Los “Fuerzos y Cuerpas” de Seguridad del Estado -que dijo una vez Irene Montero en su lucha implacable contra la gramática- no son santos de mi devoción, pero la vida es traviesa y me los depara. Disolviendo las manifestaciones y frustrando las revoluciones  siempre he encontrado a familiares lejanos, a hijos de amigos, a colegas que fui conociendo en los tiempos del fútbol... Hay un poco de todo en esa viña armada del Señor: fascistas auténticos, servidores públicos, tronados de las armas, tipos peligrosos, equivocados de la vida, personas inteligentes y cenutrios incalculables. Ser policía no es garantía de ser buena persona como nos decían de pequeñines. Yo mismo dibujaba monigotes de policías en mi época de preescolar, convencido, en mi tonta inocencia, que ellos eran los garantes de una sociedad más justa y libre de delitos. Lo que yo no sabía es que las fuerzas de seguridad simplemente se ciñen a la ley -a veces ni eso- y que la ley está hecha por cuatro mangantes que defienden sus inversiones. Buenos o malos, simpáticos o chulescos, todos los tenientes corruptos o incorruptibles son siervos de nuestro enemigo. 
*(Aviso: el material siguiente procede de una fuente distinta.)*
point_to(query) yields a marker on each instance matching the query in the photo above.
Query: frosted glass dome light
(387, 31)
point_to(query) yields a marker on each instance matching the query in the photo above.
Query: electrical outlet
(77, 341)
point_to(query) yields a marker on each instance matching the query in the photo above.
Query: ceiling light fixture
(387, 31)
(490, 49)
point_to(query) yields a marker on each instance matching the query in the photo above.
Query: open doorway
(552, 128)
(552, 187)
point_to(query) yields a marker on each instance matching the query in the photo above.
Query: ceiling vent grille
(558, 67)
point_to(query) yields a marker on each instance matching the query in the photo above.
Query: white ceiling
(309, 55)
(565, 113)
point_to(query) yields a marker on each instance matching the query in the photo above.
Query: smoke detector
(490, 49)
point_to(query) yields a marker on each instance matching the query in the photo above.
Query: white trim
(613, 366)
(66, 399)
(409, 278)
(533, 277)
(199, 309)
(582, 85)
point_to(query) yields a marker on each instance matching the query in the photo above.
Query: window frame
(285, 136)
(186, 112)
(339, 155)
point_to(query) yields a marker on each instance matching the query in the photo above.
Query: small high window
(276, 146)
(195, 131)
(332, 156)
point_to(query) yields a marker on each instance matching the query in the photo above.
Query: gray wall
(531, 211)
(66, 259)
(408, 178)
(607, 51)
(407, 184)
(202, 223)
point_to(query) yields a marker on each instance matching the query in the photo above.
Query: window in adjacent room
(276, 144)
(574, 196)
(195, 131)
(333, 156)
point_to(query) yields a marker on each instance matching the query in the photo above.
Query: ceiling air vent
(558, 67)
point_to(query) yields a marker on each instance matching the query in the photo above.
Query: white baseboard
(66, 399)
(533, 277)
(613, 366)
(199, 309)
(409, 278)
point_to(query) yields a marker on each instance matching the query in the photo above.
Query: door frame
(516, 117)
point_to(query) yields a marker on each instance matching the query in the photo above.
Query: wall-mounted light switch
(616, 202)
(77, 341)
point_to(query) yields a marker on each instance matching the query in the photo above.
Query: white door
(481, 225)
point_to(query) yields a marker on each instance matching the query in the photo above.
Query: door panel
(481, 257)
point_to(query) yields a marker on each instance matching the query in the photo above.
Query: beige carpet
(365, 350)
El teniente corrupto de la película -un Harvey Keitel en estado de gracia, quién sabe si dominado por las mismas pasiones que su personaje- ni siquiera se plantea estas politologías de bolchevique. Él es policía como pudo haber sido macarra o proxeneta, o traficante de heroína. Sospechamos, de hecho, que se hizo policía para vivir justo en la frontera con lo ilegal y poner un pie en el otro lado valiéndose de su impunidad. Es una táctica como cualquier otra.